Long non-coding RNAs and nuclear factor-kappa B crosstalk in cancer and other human diseases

The regulation of the pleiotropic transcription factor, nuclear factor-kappa B (NF-kappa B) by miRNAs and proteins is extensively studied. More recently, the NF-kappa B signaling was also reported to be regulated by several long noncoding RNAs (lncRNAs) that constitute the major portion of the noncoding component of the human genome.

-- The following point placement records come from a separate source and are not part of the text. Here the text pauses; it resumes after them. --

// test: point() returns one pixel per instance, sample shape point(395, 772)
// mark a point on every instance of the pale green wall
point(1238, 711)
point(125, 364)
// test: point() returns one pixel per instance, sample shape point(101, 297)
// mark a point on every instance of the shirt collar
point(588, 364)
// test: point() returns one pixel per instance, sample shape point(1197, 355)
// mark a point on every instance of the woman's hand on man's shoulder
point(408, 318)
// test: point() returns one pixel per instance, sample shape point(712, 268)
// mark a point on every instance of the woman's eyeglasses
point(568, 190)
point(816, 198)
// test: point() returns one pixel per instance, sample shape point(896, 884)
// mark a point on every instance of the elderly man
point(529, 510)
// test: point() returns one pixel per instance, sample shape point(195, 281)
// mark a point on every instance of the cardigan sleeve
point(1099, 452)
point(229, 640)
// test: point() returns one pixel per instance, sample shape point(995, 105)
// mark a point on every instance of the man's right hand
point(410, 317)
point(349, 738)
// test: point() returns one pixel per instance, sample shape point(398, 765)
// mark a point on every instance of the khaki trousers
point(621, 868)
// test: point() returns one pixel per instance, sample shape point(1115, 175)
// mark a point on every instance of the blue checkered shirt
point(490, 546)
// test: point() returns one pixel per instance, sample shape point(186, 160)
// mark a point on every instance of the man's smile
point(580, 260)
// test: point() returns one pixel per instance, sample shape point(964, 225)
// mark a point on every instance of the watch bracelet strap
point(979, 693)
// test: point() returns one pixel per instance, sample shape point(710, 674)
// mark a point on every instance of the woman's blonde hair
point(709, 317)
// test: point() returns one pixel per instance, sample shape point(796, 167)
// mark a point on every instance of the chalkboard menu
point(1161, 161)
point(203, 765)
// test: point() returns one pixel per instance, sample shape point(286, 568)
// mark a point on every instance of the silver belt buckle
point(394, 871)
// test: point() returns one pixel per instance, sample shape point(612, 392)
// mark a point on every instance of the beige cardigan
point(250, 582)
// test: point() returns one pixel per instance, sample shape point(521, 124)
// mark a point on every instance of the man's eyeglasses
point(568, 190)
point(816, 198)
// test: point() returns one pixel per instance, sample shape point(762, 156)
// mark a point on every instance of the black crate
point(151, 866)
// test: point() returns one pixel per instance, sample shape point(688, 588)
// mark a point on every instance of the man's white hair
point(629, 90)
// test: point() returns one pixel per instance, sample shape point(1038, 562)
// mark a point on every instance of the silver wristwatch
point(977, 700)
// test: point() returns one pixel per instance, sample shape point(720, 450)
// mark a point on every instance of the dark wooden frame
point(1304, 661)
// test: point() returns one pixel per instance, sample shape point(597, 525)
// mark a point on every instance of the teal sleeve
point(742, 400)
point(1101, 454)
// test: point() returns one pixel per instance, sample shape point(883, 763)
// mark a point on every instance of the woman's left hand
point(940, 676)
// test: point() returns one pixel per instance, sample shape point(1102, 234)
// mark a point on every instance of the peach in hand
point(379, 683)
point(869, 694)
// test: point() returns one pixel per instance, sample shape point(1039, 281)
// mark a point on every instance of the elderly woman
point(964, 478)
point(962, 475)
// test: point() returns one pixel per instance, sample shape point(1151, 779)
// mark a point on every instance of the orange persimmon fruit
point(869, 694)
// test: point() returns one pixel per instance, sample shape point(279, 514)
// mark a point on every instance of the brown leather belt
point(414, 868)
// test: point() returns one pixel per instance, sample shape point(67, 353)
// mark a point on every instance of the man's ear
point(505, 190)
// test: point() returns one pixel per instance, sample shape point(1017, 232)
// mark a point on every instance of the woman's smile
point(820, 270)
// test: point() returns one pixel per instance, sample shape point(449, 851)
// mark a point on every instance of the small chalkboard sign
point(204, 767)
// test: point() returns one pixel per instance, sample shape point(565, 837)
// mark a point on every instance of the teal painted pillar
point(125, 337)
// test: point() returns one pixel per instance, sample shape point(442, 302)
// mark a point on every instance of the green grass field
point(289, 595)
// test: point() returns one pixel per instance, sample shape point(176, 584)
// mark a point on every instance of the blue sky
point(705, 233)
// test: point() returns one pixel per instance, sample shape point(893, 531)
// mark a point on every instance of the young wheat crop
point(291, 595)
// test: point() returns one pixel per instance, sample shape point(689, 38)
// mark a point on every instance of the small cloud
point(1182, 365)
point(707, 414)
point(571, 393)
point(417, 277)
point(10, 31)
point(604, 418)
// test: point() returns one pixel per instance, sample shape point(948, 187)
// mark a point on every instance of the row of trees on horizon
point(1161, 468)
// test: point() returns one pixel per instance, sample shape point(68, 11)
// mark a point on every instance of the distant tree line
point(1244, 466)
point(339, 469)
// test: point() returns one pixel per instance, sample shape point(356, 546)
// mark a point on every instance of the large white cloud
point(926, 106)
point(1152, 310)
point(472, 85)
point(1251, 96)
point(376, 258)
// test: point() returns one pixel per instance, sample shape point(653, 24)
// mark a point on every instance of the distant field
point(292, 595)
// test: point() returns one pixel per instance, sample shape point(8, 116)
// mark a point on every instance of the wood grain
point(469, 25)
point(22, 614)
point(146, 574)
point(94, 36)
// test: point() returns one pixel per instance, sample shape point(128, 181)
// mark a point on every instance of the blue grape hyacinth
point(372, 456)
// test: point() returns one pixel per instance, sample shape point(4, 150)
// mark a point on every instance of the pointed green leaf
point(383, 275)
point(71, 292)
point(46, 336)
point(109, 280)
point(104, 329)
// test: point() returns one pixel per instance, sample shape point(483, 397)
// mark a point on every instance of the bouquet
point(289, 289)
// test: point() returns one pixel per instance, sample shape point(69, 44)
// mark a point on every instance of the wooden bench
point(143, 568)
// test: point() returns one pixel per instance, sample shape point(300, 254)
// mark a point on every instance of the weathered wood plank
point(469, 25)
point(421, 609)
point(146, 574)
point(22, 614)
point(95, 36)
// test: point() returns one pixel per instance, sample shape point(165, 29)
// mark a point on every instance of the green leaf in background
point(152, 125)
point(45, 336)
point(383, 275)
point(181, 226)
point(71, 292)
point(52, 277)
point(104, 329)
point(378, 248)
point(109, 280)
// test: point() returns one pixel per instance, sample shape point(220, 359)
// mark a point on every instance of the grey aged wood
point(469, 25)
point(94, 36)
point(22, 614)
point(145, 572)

The common NF-kappa B associated lncRNAs include NKILA, HOTAIR, MALAT1, ANRIL, Lethe, MIR31HG, and PACER. The lncRNA and NF-kappa B signaling crosstalk during cancer and other diseases such as cardiomyopathy, celiac disease, cerebral infarction, chronic kidney disease, diabetes mellitus, Kawasaki disease, pregnancy loss, and rheumatoid arthritis. Some NE-kappa B related lncRNAs can affect gene expression without modulating NE-kappa B signaling. Most of the lncRNAs with a potential to modulate NF-kappa B signaling are regulated by NF-kappa B itself suggesting a feedback regulation. The discovery of lncRNAs have provided a new type of regulation for the NF kappa B signaling and thus could be explored for therapeutic interventions. The manner in which LncRNA and NF-kappa B crosstalk affects human pathophysiology is discussed in this review. The challenges associated with the therapeutic interventions of this crosstalk are also discussed.